Making your way through the the Coliseum’s crowded concourses with nothing in your hands is a tricky proposition. And here I was, holding a cardboard carrier loaded up with two hot dogs and two large beers, while Maddo handled the nachos and popcorn and Little Sis controlled a tray overflowing with chicken strips and popcorn. I put the odds of one of us dropping everything we held at about 1 million percent.
Amazingly, no one spilled or dropped anything and we made our way to our seats in one piece. We sat down, I began washing down my hot dog with one of my Longboard Lagers, and the girls immediately began tearing into the mountain of junk food in front of them and threatening to kick apart the seats of the three poor souls sitting in front of us.
So, here we were, a good half hour before the game was even set to start with enough food to satiate not only ourselves, but those three poor souls sitting in front of us and whose seats Maddo and Little Sis were constantly threatening to kick apart. You might think that with all that grub it would have been enough to keep the girls satisfied. I know I did.
And lo, how foolish I was.
Before the national anthems were even played, both girls caught sight of the cotton candy and ice cream Nibs sellers. And they didn’t disappoint…
Maddo: DADDY! You SAID we could get those chocolate ice cream drop things.
Little Sis: YEAH, DADDY! ICE CREAM! IWANNAHAVESOMECOTTONCANDY, TOOOOOOOOO!
Me: This is why they need beer sellers in the stands like when I was a kid.
I implored upon them to eat at least some of what they already had and wait a bit. I think we made it until the middle of the first inning before I gave up. The begging, whining and all-around mayhem was too much for me to bear. I flagged down the Nibs seller and then got the cotton candy guy to come over just a few minutes later. The Nibs were good, but the cotton candy tasted like legitimate cotton. That didn’t stop my daughters from sampling every one of the four different colors that came in the bag. I think they ended up liking the red one the best. They called it “strawberry”. I called it “Empty Of All Flavor And Hope”.
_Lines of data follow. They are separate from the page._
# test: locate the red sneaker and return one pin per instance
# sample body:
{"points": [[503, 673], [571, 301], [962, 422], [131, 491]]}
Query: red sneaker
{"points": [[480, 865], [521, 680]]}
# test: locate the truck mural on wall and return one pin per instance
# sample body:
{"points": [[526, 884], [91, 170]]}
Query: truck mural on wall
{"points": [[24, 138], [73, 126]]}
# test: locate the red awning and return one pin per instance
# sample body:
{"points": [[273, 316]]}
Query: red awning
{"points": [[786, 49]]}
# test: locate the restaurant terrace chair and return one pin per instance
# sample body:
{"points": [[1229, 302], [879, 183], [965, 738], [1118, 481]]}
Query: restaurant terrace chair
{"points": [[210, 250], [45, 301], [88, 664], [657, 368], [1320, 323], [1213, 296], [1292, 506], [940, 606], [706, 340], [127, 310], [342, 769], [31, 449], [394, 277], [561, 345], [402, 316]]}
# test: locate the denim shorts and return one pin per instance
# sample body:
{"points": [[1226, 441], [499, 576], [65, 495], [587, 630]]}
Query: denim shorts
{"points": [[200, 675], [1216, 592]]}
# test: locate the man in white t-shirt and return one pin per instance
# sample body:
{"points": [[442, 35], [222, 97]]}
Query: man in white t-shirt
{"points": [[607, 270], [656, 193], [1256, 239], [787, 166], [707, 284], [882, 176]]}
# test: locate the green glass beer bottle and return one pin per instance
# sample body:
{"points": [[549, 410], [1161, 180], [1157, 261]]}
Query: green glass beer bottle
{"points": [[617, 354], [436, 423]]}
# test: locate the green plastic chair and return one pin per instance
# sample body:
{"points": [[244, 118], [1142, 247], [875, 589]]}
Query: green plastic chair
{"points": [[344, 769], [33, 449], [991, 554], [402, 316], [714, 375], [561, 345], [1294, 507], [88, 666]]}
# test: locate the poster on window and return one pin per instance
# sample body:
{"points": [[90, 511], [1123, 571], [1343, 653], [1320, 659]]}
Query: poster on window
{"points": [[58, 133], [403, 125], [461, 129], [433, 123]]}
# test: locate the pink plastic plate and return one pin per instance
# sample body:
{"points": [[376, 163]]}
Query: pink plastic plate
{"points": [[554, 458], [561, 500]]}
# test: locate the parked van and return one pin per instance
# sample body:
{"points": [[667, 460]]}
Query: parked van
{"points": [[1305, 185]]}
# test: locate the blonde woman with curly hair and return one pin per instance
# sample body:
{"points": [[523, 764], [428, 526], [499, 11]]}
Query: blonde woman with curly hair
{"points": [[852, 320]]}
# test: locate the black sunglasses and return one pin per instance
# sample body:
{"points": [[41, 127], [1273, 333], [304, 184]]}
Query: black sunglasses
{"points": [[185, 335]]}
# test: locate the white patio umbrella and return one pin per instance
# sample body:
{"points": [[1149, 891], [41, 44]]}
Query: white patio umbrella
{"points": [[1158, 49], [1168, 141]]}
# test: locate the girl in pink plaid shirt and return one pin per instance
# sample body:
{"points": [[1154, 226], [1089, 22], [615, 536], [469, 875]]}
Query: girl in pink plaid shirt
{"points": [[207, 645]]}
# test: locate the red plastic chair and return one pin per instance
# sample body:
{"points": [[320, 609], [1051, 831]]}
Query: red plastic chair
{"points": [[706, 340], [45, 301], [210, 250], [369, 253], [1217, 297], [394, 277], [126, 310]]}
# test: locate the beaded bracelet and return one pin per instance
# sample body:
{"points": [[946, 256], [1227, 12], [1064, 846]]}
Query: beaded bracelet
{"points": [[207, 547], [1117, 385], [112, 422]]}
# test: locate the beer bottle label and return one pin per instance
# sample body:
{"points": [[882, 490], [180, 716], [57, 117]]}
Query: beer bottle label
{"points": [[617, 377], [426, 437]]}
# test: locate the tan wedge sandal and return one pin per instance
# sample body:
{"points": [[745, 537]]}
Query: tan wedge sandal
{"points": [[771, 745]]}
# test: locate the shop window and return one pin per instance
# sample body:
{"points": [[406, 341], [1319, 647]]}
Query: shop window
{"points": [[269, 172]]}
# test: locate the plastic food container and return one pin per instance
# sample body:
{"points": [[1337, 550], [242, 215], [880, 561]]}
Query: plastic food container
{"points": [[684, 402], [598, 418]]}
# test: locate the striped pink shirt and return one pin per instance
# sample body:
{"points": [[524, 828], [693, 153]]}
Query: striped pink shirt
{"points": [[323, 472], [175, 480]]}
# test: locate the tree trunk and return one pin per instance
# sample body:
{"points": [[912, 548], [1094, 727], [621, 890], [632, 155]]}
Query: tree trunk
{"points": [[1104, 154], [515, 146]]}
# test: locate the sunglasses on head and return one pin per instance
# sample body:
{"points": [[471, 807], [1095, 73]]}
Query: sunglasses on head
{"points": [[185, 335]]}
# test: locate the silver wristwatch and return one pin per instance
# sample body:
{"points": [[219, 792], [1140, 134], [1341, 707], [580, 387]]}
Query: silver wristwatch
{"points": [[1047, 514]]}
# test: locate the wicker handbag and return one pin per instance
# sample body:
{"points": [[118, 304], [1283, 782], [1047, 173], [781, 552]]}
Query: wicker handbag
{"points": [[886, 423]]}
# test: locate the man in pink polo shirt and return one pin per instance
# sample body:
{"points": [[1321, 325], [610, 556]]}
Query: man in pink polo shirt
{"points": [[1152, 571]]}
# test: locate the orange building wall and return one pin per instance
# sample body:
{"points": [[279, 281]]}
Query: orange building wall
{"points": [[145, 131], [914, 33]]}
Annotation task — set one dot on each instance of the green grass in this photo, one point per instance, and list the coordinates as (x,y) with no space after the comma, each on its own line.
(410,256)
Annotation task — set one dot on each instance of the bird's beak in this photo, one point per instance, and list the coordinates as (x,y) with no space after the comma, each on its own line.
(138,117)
I’d like to say that the game was exciting, but I don’t think I saw any of it besides a Blue Jays home run. I spent more time dealing with Maddo losing her her fourth tooth the second inning. Maybe her hot dog bun wasn’t as fresh as I originally thought? Most of my time was spent telling Maddo to get back in her seat and Little Sis to stop kicking apart the seats of the three poor souls sitting in front of us.
By the time the third inning started, both girls were whining about wanting to go home. By the time the third inning ended, I was taking them toward the exit. I think the Blue Jays ended up winning the game. I don’t really know. The game was barely a week ago and the final score is already lost to history and the forest of cobwebs that exist in my brain where my short-term memory used to be before my daughters sucked it all away.
What I do know for certain was our financial tally for the day. And what a score it was:
Kona Longboard Lagers (2): $22.50
Hot Dogs (2): $11
Chicken Strips and Fries: $9.50
Nachos with Cheese: $6:50
Cotton Candy: $5.50
Final Total: $118. Yeah, but you can’t put a price on Quality Time with you children, can you?
Well, yes you can. It’s approximately $40 an inning.